Local editors have issued a stark call for the government to intervene in the UK digital advertising marketplace to curb the activities of Google and Facebook, which could wipe out local journalism if left unchecked.

Published during the News Media Association’s weeklong Journalism Matters campaign, a survey of local editors reveals that local journalism has become even more important to the public during the coronavirus pandemic with increased audiences and engagement.

Despite the growing value of local news to the public, local editors fear that the tech giants pose a profound threat to the sustainability of local journalism. Eighty-nine per cent of survey respondents agreed that the business practices of Google and Facebook pose an existential threat to local journalism.

And the same number of respondents – 89 per cent - said the UK Government should act to make the tech giants pay for the local journalism on their platforms, as the Australian authorities have done.

The NMA and its members have repeatedly called on the UK Government to intervene to protect journalism.

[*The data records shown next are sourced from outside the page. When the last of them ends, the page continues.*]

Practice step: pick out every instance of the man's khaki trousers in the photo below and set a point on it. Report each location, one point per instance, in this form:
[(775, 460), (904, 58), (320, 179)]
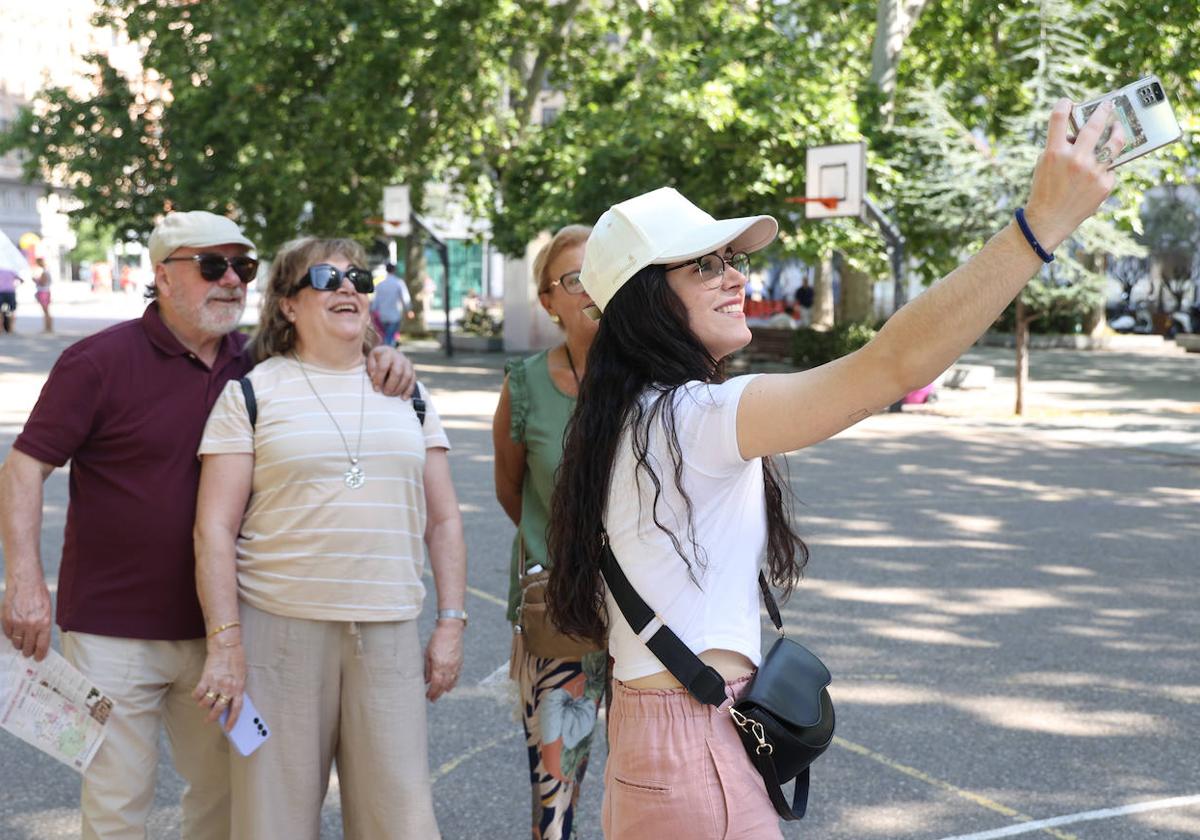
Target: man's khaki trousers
[(151, 683)]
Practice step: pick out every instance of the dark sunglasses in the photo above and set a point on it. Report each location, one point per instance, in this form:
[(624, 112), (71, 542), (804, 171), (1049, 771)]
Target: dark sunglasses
[(214, 265), (324, 277), (570, 283)]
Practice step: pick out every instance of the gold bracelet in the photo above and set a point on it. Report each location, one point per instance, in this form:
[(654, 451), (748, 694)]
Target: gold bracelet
[(227, 625)]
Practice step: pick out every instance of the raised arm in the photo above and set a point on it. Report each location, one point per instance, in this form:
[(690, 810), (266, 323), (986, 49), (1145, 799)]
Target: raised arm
[(27, 599), (509, 457), (781, 413), (448, 558), (225, 490)]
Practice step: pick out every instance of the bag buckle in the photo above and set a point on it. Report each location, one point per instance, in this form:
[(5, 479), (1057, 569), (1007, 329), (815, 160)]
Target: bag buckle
[(755, 729)]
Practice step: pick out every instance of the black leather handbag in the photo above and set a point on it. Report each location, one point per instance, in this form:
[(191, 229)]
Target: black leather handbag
[(785, 717)]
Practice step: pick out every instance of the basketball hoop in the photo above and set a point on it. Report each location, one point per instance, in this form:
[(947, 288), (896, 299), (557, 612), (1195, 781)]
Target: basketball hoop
[(827, 203)]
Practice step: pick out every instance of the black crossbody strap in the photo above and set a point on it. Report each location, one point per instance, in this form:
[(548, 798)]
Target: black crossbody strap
[(703, 682), (766, 767), (769, 601), (247, 390)]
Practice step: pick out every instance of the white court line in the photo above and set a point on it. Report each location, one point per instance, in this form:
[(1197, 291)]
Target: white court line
[(1083, 816)]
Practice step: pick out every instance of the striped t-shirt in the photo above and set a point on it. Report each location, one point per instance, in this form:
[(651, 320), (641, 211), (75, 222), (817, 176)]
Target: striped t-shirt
[(311, 546)]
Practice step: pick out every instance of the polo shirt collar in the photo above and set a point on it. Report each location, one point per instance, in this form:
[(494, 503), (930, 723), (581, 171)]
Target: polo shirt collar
[(161, 336)]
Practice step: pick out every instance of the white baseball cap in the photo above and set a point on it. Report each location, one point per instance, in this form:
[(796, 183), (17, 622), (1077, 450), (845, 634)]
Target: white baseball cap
[(659, 228), (193, 229)]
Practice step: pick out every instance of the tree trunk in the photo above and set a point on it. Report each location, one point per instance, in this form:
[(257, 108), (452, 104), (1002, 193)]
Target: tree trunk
[(894, 22), (1023, 354), (857, 298), (415, 271), (822, 295)]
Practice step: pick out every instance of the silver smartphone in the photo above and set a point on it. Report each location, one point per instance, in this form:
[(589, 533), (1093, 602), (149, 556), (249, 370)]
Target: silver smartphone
[(250, 731), (1145, 113)]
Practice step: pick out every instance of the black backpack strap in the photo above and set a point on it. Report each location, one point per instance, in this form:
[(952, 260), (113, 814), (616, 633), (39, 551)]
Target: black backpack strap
[(247, 390), (703, 682), (799, 807), (418, 402)]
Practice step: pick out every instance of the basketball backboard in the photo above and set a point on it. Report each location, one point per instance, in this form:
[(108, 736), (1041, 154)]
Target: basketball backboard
[(396, 210), (835, 180)]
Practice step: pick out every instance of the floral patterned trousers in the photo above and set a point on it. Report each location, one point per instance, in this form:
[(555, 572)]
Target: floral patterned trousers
[(559, 701)]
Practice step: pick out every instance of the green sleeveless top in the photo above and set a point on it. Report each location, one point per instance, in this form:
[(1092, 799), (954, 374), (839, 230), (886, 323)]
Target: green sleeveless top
[(539, 418)]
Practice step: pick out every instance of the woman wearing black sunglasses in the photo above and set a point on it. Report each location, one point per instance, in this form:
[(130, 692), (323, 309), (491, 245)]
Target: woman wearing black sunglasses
[(311, 529), (667, 467)]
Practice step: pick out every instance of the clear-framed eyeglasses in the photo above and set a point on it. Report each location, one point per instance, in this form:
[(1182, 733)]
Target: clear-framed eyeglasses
[(711, 268), (570, 283)]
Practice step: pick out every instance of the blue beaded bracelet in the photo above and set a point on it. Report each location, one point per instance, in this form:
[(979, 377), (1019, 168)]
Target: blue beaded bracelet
[(1031, 239)]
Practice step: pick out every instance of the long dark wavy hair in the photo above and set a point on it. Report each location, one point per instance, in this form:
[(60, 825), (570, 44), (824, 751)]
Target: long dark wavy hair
[(643, 343)]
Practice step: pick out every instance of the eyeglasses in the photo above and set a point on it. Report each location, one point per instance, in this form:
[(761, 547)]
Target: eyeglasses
[(214, 265), (570, 283), (712, 267), (324, 277)]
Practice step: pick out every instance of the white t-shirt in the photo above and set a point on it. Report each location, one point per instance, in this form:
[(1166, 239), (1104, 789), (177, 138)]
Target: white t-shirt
[(310, 546), (720, 607)]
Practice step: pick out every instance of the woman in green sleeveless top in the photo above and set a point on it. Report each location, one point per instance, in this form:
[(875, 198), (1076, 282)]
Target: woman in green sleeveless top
[(559, 697)]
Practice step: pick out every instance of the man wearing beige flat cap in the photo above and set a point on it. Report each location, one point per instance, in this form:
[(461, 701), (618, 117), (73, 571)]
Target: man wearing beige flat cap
[(127, 407)]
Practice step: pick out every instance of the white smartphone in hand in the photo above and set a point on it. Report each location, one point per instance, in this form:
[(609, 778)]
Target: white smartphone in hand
[(250, 732), (1145, 113)]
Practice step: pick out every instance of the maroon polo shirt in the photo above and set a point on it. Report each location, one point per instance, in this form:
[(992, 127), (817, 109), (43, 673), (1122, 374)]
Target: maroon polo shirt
[(127, 407)]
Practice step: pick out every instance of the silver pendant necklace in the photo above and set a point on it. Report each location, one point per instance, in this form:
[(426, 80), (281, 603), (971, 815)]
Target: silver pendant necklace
[(354, 477)]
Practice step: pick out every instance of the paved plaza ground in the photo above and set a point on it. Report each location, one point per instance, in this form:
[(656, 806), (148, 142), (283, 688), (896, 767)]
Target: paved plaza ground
[(1008, 609)]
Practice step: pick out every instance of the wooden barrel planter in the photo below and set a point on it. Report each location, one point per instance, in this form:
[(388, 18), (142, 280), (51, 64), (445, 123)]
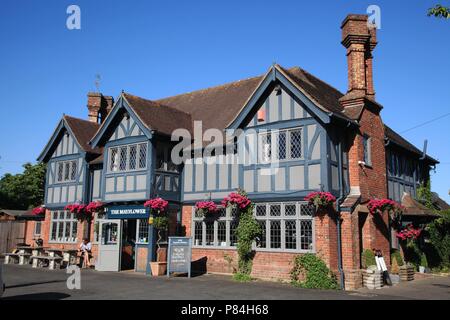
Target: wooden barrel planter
[(406, 273), (372, 278)]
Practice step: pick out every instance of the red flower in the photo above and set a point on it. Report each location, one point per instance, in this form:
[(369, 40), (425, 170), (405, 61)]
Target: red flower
[(157, 204), (38, 211), (236, 199)]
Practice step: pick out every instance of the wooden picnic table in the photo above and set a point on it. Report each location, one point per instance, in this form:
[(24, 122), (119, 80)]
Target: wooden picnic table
[(68, 255)]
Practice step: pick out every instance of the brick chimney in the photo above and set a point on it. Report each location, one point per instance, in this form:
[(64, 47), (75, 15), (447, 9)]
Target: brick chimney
[(99, 106), (360, 41)]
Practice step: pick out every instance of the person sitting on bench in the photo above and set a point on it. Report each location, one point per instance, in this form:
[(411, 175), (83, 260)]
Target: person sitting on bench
[(85, 249)]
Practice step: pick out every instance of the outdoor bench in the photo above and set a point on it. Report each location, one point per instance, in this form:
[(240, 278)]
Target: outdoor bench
[(53, 262)]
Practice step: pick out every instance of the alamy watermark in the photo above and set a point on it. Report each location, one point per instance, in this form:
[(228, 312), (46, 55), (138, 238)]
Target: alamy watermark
[(74, 280), (374, 13), (73, 21)]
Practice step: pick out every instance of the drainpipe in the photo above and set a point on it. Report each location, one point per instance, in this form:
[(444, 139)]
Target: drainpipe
[(338, 217)]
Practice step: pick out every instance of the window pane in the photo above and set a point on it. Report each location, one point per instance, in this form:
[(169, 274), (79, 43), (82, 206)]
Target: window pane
[(54, 227), (275, 210), (275, 234), (142, 155), (261, 210), (290, 210), (37, 228), (266, 148), (143, 231), (222, 233), (133, 155), (66, 170), (114, 159), (60, 171), (306, 235), (291, 234), (74, 231), (281, 145), (198, 233), (306, 210), (296, 144), (233, 237), (261, 241), (73, 170), (67, 230), (60, 235), (209, 233), (123, 159)]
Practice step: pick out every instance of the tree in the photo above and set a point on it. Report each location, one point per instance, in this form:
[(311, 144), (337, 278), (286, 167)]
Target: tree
[(24, 190), (439, 11)]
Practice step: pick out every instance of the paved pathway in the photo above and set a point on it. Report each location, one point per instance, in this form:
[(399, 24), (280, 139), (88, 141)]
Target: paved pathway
[(23, 282)]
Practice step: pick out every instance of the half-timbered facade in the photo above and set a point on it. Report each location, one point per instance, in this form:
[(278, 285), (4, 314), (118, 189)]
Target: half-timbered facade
[(279, 136)]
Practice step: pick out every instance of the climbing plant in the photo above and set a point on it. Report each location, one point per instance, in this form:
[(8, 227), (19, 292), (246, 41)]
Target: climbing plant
[(247, 231)]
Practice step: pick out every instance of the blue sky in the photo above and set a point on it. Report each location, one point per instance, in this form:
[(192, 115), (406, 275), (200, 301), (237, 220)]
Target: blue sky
[(160, 48)]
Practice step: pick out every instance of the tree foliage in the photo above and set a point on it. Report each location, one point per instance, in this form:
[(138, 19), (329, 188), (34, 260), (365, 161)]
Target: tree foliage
[(24, 190), (439, 11), (311, 272)]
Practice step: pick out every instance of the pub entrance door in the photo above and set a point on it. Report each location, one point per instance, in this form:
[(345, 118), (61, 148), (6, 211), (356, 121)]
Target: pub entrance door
[(109, 248)]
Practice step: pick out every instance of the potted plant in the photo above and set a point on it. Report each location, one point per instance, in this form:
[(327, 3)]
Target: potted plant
[(204, 208), (160, 221)]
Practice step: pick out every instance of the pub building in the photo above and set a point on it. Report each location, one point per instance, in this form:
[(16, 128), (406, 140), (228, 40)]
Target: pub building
[(320, 139)]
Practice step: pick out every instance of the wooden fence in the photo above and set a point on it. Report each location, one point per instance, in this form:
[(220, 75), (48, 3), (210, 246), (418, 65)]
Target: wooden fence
[(11, 234)]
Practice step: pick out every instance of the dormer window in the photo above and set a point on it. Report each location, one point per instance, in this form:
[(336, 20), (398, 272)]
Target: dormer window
[(66, 171), (367, 150), (125, 158)]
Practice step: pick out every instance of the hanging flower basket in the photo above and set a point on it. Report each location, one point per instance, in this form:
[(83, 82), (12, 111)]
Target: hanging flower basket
[(157, 205), (38, 211), (95, 207), (79, 210), (321, 200), (237, 199), (204, 208)]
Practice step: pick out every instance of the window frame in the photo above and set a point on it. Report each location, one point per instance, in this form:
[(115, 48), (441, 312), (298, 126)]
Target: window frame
[(68, 220), (115, 161), (69, 168), (230, 219), (37, 234), (275, 147), (367, 149)]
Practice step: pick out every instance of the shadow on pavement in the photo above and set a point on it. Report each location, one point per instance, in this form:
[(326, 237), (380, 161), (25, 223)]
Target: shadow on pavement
[(39, 296), (33, 284)]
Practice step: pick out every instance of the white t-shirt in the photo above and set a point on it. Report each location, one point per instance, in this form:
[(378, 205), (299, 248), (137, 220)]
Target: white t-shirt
[(87, 246)]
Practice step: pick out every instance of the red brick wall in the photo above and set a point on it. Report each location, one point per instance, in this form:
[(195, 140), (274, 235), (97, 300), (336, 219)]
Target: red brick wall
[(266, 265)]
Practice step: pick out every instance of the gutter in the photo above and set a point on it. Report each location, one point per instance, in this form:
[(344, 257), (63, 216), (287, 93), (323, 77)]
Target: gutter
[(338, 217)]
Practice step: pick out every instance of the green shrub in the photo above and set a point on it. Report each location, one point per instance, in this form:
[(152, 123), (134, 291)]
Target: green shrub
[(314, 272), (439, 235), (395, 255), (368, 259), (242, 277)]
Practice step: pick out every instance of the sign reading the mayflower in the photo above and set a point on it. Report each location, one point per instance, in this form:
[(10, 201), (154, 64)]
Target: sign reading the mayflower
[(127, 212)]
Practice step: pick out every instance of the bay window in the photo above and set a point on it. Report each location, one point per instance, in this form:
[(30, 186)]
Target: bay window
[(63, 227), (286, 226), (125, 158)]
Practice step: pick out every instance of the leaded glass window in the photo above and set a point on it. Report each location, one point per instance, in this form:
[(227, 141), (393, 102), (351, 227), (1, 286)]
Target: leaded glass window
[(128, 158)]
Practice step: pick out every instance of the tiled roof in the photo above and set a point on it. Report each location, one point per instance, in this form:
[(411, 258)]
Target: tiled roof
[(403, 143), (83, 130), (157, 116)]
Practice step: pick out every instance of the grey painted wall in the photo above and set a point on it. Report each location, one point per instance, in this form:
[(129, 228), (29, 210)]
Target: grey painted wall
[(214, 177)]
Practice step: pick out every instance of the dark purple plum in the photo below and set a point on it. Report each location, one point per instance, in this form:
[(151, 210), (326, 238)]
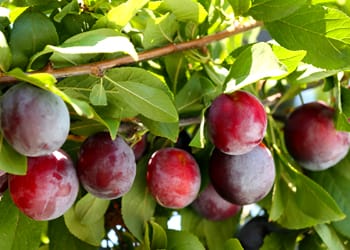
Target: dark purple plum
[(49, 187), (34, 121), (173, 177), (210, 205), (311, 138), (243, 179), (236, 122), (106, 167)]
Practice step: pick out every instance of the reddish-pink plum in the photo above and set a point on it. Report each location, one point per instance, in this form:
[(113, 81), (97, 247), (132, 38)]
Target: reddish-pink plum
[(34, 121), (212, 206), (243, 179), (173, 177), (236, 122), (49, 187), (311, 138), (3, 181), (106, 167), (139, 147)]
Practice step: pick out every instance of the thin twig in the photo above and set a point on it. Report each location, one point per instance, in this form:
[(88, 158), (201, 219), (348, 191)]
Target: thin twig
[(101, 66)]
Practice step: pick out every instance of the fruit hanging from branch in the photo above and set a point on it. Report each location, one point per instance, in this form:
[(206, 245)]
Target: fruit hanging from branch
[(312, 139)]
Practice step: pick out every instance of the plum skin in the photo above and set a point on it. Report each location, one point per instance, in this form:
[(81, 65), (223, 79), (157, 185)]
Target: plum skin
[(210, 205), (34, 121), (3, 181), (236, 122), (311, 138), (243, 179), (173, 177), (49, 187), (106, 168), (140, 147)]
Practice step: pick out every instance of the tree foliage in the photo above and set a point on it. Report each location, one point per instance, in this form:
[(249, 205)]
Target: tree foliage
[(153, 67)]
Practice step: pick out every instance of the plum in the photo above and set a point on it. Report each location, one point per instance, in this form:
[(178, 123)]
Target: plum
[(3, 181), (34, 121), (48, 189), (173, 177), (106, 168), (212, 206), (251, 235), (242, 179), (236, 122), (311, 138), (140, 147)]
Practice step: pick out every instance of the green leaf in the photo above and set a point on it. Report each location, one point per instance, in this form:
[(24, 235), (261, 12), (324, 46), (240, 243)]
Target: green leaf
[(90, 209), (160, 31), (316, 29), (61, 238), (269, 10), (89, 233), (98, 95), (213, 234), (182, 240), (176, 66), (290, 59), (295, 197), (138, 204), (5, 53), (123, 13), (233, 244), (329, 237), (38, 31), (129, 86), (168, 130), (240, 6), (306, 73), (280, 241), (195, 95), (10, 160), (158, 236), (17, 231), (84, 47), (187, 10), (248, 66), (70, 8), (336, 181), (199, 139)]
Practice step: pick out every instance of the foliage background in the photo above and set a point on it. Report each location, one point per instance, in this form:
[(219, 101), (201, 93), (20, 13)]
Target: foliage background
[(135, 67)]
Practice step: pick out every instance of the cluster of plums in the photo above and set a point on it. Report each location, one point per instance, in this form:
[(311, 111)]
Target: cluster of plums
[(36, 123), (241, 168)]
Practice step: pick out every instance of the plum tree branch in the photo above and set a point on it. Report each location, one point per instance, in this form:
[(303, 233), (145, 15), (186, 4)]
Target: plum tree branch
[(101, 66)]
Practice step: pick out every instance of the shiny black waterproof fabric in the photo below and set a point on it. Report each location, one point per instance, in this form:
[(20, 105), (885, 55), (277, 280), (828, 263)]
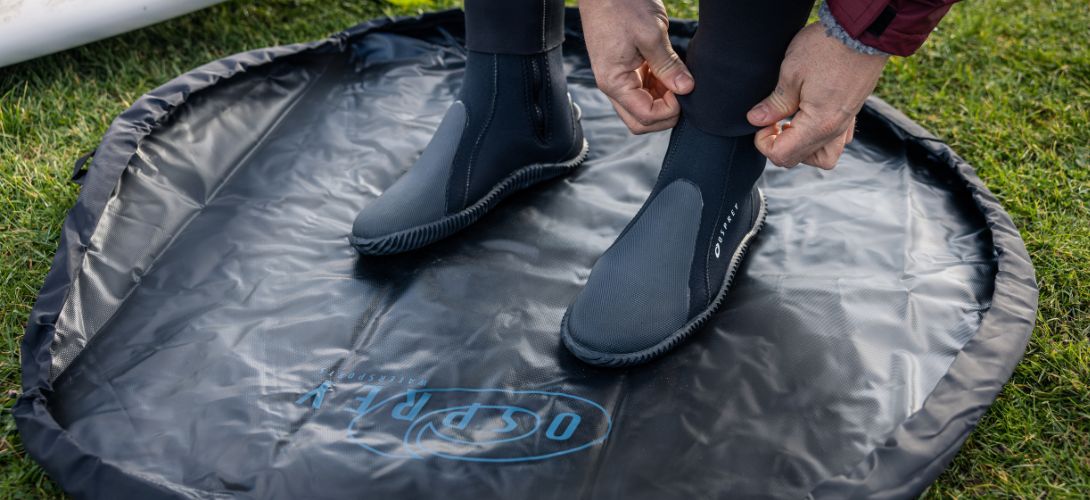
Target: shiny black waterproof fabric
[(206, 329)]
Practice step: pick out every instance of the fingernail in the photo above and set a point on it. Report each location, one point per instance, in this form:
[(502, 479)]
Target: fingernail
[(683, 82), (758, 113)]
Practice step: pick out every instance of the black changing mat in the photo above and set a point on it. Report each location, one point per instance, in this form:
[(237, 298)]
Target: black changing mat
[(207, 330)]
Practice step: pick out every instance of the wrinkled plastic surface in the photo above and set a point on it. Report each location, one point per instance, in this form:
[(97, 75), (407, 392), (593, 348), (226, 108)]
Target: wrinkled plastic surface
[(222, 337)]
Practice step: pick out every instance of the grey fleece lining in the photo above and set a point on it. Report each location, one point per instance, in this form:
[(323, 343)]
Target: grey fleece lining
[(834, 29)]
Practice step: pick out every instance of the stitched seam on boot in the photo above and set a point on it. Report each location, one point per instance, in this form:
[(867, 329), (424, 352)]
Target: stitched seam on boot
[(487, 122), (718, 216)]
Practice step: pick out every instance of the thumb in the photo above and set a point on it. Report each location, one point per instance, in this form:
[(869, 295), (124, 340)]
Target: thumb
[(780, 104), (666, 65)]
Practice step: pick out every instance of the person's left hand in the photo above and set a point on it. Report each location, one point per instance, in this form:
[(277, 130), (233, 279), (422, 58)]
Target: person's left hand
[(823, 83)]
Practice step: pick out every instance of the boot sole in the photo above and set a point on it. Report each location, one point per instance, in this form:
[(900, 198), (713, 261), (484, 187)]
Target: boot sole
[(425, 234), (615, 360)]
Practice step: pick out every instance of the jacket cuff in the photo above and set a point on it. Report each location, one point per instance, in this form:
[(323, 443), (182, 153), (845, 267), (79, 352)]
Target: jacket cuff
[(834, 29), (894, 26)]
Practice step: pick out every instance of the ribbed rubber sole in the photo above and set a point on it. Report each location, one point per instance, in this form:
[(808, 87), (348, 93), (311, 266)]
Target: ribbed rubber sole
[(615, 360), (423, 235)]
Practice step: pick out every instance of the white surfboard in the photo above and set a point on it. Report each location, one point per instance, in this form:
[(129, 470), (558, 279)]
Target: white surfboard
[(31, 28)]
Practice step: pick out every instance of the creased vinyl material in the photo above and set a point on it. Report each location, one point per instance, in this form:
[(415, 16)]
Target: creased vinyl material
[(207, 330)]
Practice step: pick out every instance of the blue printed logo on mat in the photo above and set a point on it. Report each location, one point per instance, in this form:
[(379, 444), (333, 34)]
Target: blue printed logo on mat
[(477, 425), (473, 425)]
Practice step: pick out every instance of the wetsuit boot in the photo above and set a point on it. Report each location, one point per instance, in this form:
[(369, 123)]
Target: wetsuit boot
[(513, 125), (669, 269)]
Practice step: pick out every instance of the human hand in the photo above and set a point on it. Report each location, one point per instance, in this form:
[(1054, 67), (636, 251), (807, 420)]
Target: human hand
[(633, 61), (824, 84)]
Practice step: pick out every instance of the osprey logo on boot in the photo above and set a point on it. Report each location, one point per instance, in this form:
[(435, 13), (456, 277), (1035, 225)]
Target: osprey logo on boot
[(723, 230)]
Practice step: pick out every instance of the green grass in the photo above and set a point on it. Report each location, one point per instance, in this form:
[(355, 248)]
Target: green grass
[(1006, 83)]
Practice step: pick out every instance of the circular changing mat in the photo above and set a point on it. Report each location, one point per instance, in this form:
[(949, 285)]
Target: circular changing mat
[(206, 329)]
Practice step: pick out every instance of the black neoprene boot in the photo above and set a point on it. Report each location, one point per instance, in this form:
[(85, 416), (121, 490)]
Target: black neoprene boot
[(513, 125), (669, 269)]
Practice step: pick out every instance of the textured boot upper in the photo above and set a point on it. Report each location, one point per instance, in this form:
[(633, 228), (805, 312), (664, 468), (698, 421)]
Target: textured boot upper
[(513, 111), (670, 261), (418, 187), (641, 285)]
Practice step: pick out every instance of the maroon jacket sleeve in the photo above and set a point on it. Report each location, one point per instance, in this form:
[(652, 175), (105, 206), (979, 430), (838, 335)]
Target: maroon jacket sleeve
[(893, 26)]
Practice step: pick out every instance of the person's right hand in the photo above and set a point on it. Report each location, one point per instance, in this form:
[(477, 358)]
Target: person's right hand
[(633, 62)]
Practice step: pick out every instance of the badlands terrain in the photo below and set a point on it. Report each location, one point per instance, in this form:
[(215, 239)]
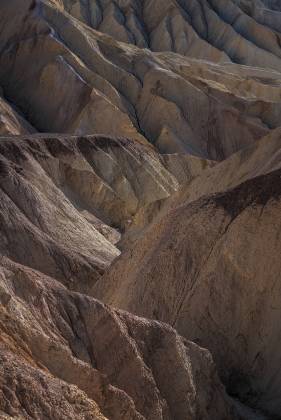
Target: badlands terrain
[(140, 209)]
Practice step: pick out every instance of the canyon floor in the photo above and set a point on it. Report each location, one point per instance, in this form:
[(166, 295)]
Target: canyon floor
[(140, 209)]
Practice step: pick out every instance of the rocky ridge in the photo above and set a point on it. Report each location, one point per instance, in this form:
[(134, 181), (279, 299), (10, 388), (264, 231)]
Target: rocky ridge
[(140, 209)]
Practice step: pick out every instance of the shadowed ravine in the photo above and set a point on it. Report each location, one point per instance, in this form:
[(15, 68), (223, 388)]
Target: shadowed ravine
[(140, 198)]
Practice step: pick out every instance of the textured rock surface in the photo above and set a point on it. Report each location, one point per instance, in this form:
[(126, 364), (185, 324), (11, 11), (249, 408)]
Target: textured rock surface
[(242, 31), (160, 196), (176, 103), (217, 260), (54, 363), (67, 199)]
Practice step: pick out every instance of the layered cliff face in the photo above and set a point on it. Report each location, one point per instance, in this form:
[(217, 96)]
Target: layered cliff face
[(217, 259), (140, 221), (241, 31), (87, 82)]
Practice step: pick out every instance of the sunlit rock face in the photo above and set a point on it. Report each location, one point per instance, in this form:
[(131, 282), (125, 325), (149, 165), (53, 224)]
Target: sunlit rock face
[(140, 158), (86, 82)]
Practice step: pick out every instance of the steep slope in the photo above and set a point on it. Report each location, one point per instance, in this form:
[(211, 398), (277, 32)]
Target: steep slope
[(65, 355), (65, 201), (211, 269), (245, 32), (106, 87), (260, 158), (11, 123)]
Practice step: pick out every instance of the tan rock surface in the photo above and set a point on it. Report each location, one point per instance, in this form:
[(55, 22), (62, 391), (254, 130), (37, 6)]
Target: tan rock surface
[(89, 359), (67, 199), (242, 31), (217, 261), (160, 196), (106, 87)]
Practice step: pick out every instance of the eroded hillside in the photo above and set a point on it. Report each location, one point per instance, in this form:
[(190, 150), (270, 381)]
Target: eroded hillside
[(140, 159)]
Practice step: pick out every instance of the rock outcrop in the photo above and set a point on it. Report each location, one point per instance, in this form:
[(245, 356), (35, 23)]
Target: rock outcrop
[(210, 269), (68, 199), (140, 167), (65, 355), (242, 31), (106, 87)]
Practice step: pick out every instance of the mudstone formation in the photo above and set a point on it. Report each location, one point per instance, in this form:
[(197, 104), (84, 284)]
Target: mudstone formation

Google and Facebook took around 80 per cent of the £14 billion spent on digital advertising in the UK in 2019, while national and local news titles, which produce the content which the platforms feed off without paying for any of it, took just four per cent.

NMA deputy chief executive Lynne Anderson said: “Local editors have issued a stark warning to Government; act now to curb the tech giants or place the future of local journalism - which has served the public so effectively during the pandemic – at risk.” Conducted last month, the local editors survey revealed that local journalists are the first line of defence against coronavirus misinformation spread by others on social media. Seventy per cent of local editors said they or their journalists had actively corrected or counteracted misinformation about coronavirus spread by others on social media.

But abuse of local journalists on social media is widespread, with 37 per cent of local editors reporting an increase in abuse of themselves or their journalists on social media during the pandemic. The majority of respondents (51 per cent) said levels of abuse had stayed the same.

Local journalism has become even more important to the public during the coronavirus pandemic as people seek out trusted news and information. More than two thirds of local editors (68 per cent) reported an increase in audiences since the pandemic hit the UK in January this year and 55 per cent said readers were engaging more with their journalists or titles.

But the pandemic has had a damaging effect on press freedom and transparency. A majority of local editors (49 per cent) said they had encountered instances of public bodies using coronavirus as an excuse to withhold information which should be in the public domain.

And 46 per cent of local editors said the pandemic had had a negative effect on press freedom, with 47 per cent of survey respondents said getting information from local public bodies such as local council, police or health authority had become more difficult during the pandemic.